Having copies of music and film is not illegal; distributing is. Technically, the public playing of "legally obtained" music is illegal.

Check the FBI warning at the beginning of any recorded film on VHS or DVD.

anonanon
Tuesday, June 01, 2004

I think the recommendations to use I-Tunes are probably a good, safe bet.  I-Tunes does let you burn your purchased music to disc.  As long as you payed for it, there is nothing stopping you from giving it as a gift to someone else.

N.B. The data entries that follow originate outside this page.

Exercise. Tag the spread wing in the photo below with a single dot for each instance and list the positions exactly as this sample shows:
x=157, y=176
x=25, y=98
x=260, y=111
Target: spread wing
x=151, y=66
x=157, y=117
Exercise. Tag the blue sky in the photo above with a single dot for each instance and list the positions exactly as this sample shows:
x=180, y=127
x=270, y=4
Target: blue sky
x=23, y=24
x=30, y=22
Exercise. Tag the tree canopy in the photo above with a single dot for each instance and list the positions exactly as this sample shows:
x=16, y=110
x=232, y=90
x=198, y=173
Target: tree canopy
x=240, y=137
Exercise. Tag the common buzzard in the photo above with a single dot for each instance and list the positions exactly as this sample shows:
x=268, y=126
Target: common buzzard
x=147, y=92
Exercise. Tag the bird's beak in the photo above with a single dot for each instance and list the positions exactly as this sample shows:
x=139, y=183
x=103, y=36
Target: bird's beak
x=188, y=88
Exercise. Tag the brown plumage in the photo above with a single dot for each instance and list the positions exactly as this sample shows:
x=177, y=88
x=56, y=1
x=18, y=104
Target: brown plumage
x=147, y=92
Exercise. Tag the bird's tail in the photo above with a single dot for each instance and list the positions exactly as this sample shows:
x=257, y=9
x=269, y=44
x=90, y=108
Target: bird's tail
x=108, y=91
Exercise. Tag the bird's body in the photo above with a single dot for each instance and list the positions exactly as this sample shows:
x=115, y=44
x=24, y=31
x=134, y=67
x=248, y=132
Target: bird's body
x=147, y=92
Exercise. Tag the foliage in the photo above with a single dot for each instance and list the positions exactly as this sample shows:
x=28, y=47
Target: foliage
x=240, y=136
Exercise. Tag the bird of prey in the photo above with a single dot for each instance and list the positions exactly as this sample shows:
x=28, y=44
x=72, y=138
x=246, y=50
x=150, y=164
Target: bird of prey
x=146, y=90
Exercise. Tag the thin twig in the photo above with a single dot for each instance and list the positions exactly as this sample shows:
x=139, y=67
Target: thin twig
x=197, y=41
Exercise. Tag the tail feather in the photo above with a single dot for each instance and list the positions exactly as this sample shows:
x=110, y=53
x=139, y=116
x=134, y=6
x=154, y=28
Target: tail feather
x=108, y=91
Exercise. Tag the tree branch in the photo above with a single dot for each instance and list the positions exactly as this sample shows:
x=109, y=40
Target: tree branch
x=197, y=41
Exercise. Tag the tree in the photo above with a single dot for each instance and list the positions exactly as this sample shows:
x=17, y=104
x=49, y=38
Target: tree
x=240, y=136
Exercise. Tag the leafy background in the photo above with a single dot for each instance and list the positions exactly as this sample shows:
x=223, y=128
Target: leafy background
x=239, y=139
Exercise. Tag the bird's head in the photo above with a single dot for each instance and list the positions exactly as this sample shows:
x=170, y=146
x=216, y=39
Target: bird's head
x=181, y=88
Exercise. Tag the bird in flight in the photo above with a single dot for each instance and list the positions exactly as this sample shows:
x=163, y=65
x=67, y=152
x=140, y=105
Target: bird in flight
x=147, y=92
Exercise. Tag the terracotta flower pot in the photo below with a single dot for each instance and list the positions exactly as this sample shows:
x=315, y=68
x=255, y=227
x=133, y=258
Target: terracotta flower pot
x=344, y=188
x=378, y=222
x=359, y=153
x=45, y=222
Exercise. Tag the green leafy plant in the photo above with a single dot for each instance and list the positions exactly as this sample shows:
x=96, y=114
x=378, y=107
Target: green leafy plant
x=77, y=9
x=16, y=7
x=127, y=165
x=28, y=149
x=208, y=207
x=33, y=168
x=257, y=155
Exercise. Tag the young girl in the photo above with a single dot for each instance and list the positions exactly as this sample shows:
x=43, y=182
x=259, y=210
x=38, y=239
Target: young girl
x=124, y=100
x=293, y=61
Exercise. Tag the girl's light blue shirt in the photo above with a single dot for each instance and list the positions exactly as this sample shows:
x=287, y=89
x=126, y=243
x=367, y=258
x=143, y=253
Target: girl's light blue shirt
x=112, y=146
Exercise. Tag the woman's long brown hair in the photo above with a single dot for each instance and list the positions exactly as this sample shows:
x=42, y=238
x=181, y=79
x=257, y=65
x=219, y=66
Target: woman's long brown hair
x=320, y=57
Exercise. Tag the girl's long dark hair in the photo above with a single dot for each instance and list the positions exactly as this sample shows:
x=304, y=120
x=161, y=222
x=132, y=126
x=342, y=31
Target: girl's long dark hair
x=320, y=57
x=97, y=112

Now the caveat there is that as soon as you give it to another party, you are legally required to dipose of any copies you may have -- meaning in this case deleting it from your hard disk.  Of course it only refers to the particular instance that you gave away...if you purchased 3 of the same item and gave away 2, you can still keep 1 for yourself.

Joe
Tuesday, June 01, 2004

Send six bucks to the artist (NOT the record company) and ask for permission. That's more than they would make if you bought them all new.

fool for python
Tuesday, June 01, 2004

Put the CD (or CDs, if the songs are spread out over separate CDs) into drives and share them over the network?

i like i
Wednesday, June 02, 2004

"Send six bucks to the artist (NOT the record company)"

I am assuming that is for artists that didn't sell distribution rights to a record company, right?

Just me (Sir to you)
Wednesday, June 02, 2004

Use the russian service allofmp3.com. They say they're legal, and they're cheap.

I believe I can fry
Wednesday, June 02, 2004

"I am assuming that is for artists that didn't sell distribution rights to a record company, right?"

Yes, that's correct, for which she'd be lucky to make a buck each.

I'd prefer to send my money directly to the artist but they don't make it easy enough. I'd happily donate a buck for every *used* CD that I've bought (and will buy) if it were easy enough. Everybody happy...except the theives in the middle.